By JOHN T. WARD
Did one or more vandals walk several hundred yards out onto the frozen Navesink River in the dead of night – in bitter cold – to torch an icebound boat early Wednesday? Or did the fire start without human assistance?
In the aftermath the predawn blaze that destroyed a vessel dubbed the Fiddler off Red Bank, some redbankgreen readers don’t find the arson scenario such a stretch – because there was another fire on the vessel in the past two weeks, they claim.
redbankgreen reader David McCarthy called the fire “the second attempt” since ice ringed the boat in late January. In a comment on a story about the blaze, he wrote that he was at the Oyster Point Hotel two weeks ago when he saw a fire on the vessel.

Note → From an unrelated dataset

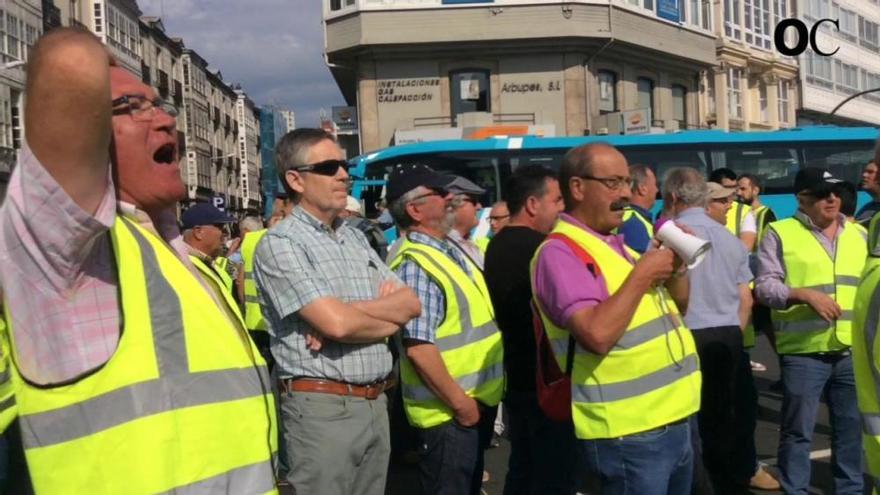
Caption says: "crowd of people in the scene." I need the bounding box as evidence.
[0,29,880,495]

“Walked out the next day and there was some charring in the boat,” he wrote. “Looks like they finally finished the job.”
There was also this comment, from Nick Lembesis:
I was watching the ice boats at the marina a week or two ago. I started talking to a guy who was just walking on the ice. He said that vandals had started a fire on the boat the night before. He was with the owner of the boat, who was very upset.

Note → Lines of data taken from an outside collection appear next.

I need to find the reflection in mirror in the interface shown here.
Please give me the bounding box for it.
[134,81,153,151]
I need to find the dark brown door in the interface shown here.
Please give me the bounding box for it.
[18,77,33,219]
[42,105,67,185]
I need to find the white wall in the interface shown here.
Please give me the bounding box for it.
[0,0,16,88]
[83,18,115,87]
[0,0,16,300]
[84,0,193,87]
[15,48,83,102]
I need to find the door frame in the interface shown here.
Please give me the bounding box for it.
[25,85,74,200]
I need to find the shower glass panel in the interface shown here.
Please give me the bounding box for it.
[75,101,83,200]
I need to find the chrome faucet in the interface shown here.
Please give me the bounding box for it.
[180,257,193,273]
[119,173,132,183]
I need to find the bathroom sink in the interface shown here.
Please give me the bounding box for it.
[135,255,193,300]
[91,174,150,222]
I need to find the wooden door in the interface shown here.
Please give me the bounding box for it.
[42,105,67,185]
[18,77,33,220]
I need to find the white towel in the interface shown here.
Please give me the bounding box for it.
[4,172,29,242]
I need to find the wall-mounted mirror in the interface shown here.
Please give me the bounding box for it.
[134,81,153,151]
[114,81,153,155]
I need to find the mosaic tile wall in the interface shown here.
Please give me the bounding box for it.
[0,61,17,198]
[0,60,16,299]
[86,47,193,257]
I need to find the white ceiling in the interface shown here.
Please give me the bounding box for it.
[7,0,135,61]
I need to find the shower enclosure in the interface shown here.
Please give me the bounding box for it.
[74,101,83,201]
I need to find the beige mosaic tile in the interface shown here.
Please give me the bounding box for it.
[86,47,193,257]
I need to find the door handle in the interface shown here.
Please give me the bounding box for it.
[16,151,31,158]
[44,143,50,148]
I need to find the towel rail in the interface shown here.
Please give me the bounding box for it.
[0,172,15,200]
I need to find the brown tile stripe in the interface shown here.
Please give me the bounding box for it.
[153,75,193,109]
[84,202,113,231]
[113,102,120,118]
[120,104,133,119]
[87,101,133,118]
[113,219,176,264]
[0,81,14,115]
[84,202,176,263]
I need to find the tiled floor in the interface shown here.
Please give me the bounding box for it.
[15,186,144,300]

A Coast Guard vessel registration identifies the Fiddler’s owner as Sam Haigh of Harrison Avenue in Red Bank. Haigh, however, did not respond to a request for comment.

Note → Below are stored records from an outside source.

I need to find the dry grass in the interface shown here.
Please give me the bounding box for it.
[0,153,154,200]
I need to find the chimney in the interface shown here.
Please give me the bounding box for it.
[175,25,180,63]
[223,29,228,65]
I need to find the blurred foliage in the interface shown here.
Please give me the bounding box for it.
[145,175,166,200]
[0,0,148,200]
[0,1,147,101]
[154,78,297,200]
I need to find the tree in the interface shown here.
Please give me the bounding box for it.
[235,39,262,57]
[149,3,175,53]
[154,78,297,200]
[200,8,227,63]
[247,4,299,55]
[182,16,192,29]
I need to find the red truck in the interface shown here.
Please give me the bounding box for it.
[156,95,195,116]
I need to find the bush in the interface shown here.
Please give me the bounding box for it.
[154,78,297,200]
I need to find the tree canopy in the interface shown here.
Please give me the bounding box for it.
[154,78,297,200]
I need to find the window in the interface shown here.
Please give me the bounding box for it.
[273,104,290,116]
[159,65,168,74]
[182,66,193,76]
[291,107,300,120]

Red Bank police Chief Darren McConnell said he was unaware of any reports or complaints about the boat prior to Wednesday’s fire.
A spokesman for the State Police Marine Unit, which is investigating the fire, did not have any information about the probe Wednesday afternoon.
The boat registration classifies it as a 30-foot commercial fishing vessel – locals call it the lobster boat – built by Duffy and Duffy in 1980.
A member of the Monmouth Boat Club who asked not to be identified said Haigh, who is also a member, anchors the boat in the club’s mooring field for the sailing season, but for the past several winters has moved it upriver, off Maple Cove, so it doesn’t interfere with iceboat sailing.
Why the boat stays in the river, where it would be likely to be damaged or destroyed by ice, was one of the mysteries that surrounded it.
The National Weather Service reported the temperature in Red Bank around the time of the fire at 12 degrees Fahrenheit, and the river was brightly lit by the moon. The river ice was said to be seven to eight inches thick in the area of the boat.